10.12.2009

Les minarets sont leurs baïonnettes

A la noir consternation du petit monde légal, le peuple suisse a fait le choix d'engager la seule lutte qui vaille, conserver sa civilisation, son identité et son droit. Malgré l'opposition, presque unanime, des élites économiques, politiques et médiatiques, le petit peuple helvète a dans un sublime acte de bravoure repoussé d'un trait tout sentiment de renoncement et de résignation face à la défaite de la pensée et à l'agonie de l'histoire.

Lieux communs anti-démocratiques

On assiste depuis quelques semaines au déversement sur la place publique de tout ce que la pensée unique peut comporter de plus abjecte et de plus nauséabond. C'est à coup d'arguments
anti-démocratiques, voir totalitaires, que les braves soldats du politiquement correct nous démontrent que ce vote est une honte, que les suisses devraient revoter, que le fascisme menace de nouveau l'Europe et j'en passe.... Leurs arguments ne sont même pas dirigé contre le sens de ce vote (l'intégration doit se faire contre les différences et les identités minoritaires) mais contre le fait que le peuple suisse ait eu l'insolence de se prononcer sur le sujet. A leurs yeux, tout ce qui émane du peuple est forcément populiste, l'expression d'un vote qui ne correspond pas à leur attente ne peut refléter que de la bêtise, de la xénophobie et de l'incompréhension. Cette élite qui voudrait «éduquer la société», pour reprendre sa funeste expression, ignore tout de la réalité des gens de la plèbe.
Il suffisait de lire ce torchon de «libé»qui est au journal honnête ce que le supplice de la baignoire est à la cure thermale, pour voir à quel point cette petite élite parisienne n'a plus rien à voir avec la France réel. Le vote de la honte titraient ils, comme si un peuple devait avoir honte d'exprimer ses craintes et ses ressentiments à travers un vote.
Et il en va de même pour le débat sur l'identité national qui partout déchaîne les passions car voilà trop longtemps que la parole était enchaîné en France, et alors que enfin elle se déchaîne, les mêmes
champions de la démocratie et de la liberté d'expression dénoncent avec une grave légèreté et une tragique ignorance, un glissement fascisant.
Il faut leur rappeler que la démocratie est le fait de l'émanation populaire. La démocratie c'est avant tout un peuple qui décide du devenir de sa cité ou de sa nation. Et lorsque le bon peuple justement, estime que sa nation est menacé, eh bien il le dit, avec toute la force et toute la passion qu'il entend donner à son geste. Il n'y a pas de démocratie possible sans peuple et il n'y pas de peuple possible sans nation.
Je ne veux pas verser dans la populisme ou dans le déchaînement passionnel, mais il faudra bien à un moment ou à un autre, que ces clowns partent partent pour de bon et laissent la place à une élite plus pertinente et plus empreinte de réalité.

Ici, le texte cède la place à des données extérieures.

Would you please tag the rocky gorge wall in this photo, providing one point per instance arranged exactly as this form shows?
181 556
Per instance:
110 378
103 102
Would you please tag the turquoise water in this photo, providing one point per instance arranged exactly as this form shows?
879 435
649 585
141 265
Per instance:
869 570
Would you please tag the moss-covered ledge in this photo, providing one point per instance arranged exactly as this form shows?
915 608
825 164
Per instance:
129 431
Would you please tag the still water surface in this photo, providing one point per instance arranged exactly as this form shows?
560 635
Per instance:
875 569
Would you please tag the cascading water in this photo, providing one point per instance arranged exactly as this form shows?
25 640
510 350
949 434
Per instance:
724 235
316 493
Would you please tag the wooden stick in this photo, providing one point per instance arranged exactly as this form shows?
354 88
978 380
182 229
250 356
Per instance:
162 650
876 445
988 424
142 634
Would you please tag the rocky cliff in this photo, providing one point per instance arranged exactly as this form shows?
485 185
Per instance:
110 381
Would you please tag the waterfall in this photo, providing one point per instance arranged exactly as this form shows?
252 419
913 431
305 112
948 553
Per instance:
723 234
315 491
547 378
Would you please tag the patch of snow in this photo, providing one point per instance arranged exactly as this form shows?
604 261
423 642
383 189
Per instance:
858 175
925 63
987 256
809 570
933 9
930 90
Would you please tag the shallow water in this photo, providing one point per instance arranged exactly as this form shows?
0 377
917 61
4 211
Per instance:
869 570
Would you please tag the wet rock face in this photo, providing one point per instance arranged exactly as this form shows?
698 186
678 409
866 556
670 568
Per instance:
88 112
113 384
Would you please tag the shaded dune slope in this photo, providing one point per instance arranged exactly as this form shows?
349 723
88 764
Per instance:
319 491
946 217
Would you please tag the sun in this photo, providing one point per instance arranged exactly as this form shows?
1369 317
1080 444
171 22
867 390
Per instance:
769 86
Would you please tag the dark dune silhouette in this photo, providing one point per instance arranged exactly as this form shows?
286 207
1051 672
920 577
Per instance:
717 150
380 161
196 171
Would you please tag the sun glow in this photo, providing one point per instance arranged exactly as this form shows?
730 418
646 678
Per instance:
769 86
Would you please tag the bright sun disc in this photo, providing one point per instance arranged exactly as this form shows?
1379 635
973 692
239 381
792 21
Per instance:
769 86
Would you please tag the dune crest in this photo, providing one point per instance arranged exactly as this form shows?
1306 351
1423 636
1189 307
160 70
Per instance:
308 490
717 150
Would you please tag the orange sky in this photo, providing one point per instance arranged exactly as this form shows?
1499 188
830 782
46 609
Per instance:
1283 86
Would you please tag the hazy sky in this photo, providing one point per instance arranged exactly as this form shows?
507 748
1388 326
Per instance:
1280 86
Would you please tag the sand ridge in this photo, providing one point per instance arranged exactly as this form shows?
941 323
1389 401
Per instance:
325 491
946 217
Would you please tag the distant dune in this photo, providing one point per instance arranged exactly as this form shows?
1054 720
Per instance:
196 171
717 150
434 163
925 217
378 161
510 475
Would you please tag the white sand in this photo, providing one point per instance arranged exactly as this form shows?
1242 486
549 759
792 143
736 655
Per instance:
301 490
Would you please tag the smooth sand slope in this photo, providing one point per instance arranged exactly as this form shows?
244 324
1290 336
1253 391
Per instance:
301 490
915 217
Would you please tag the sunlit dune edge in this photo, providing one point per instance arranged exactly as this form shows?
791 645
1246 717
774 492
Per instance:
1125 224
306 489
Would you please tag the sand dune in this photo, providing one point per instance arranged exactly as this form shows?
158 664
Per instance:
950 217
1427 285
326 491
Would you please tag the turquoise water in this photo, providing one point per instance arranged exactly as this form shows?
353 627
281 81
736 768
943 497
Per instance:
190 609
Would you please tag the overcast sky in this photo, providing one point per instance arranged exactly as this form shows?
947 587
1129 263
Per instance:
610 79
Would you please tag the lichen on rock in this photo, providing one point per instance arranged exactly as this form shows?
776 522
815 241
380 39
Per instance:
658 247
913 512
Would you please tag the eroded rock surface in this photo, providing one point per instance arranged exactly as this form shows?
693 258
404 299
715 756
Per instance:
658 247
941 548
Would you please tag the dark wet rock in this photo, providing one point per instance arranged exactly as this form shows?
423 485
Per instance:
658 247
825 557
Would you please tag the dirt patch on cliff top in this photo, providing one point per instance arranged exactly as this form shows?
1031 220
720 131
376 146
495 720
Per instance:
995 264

Soumettre l'islam à la France

L'islam est par essence une religion conquérante et guerrière. Il met le spirituel au dessus du temporel et ne distingue pas ces deux entités. Il est totalement incompatible avec notre civilisation.
Une importante minorité de musulmans, et en particulier les jeunes, sont habités par l'idée de vengeance et de suprématie. Certains, faibles en esprit et manipulés par des imams radicaux vivent dans le mythe d'appartenir à la race des seigneurs dont l'objectif ultime serait de s'emparer du monde pour y imposer un nouvel ordre qui serait alors religieux.
L'islam est fondamentalement une religion de suprématie et de conquête, le prophète mahomet ne prêchait il pas la guerre sainte et l'expansion ? Ainsi un bon musulman mettra toujours son appartenance à sa communauté spirituel au dessus de son appartenance à la communauté national.
L'islam tel qu'il se présente à nous aujourd'hui est incompatible avec l'ordre républicain. Partout où l'islam devient majoritaire, il s'impose comme norme et comme loi et toute la vie quotidienne en est bouleversé. Partout où la minorité musulmane devient majorité, les français «de souche» fuient pour s'installer dans des communes rurales et y votent front national, permettant ainsi aux biens pensants de répéter en coeur que le front national faisait le plein de ses voix dans les campagnes bien blanches et bien tranquilles.
Je pense l'avoir assez démontré, l'islam tel qu'il est aujourd'hui n'est pas adapté au monde occidentale et à la France, c'est d'ailleurs une des causes de l'échec de la présence Française en Afrique de Nord.
L'islam est incompatible avec notre tradition national d'assimilation
et d'égalité. C'était la force et la grandeur de la France de parvenir par la seul force des choses à assimiler les innombrables immigrés qui du statut de métèque pestiféré passaient très vite au statut de citoyens Français à part entière, embrassant à la fois notre belle langue latine et notre héritage millénaire.
J'ai encore la naïveté de penser que au contact de la France, l'islam peut changer et peut devenir une religion capable de se fondre dans la république comme ce fut le cas pour toutes les autres religions et communautés auto proclamés. Je dis «naïveté», car jusqu'à présent, les faits me donnent tord, et je sais qu'ils le continueront jusqu'à temps que le modèle d'assimilation n'aura pas été rendu de nouveau effectif.
Imposer à l'islam, la culture et la tradition européenne, c'est tout le sens de la votation suisse.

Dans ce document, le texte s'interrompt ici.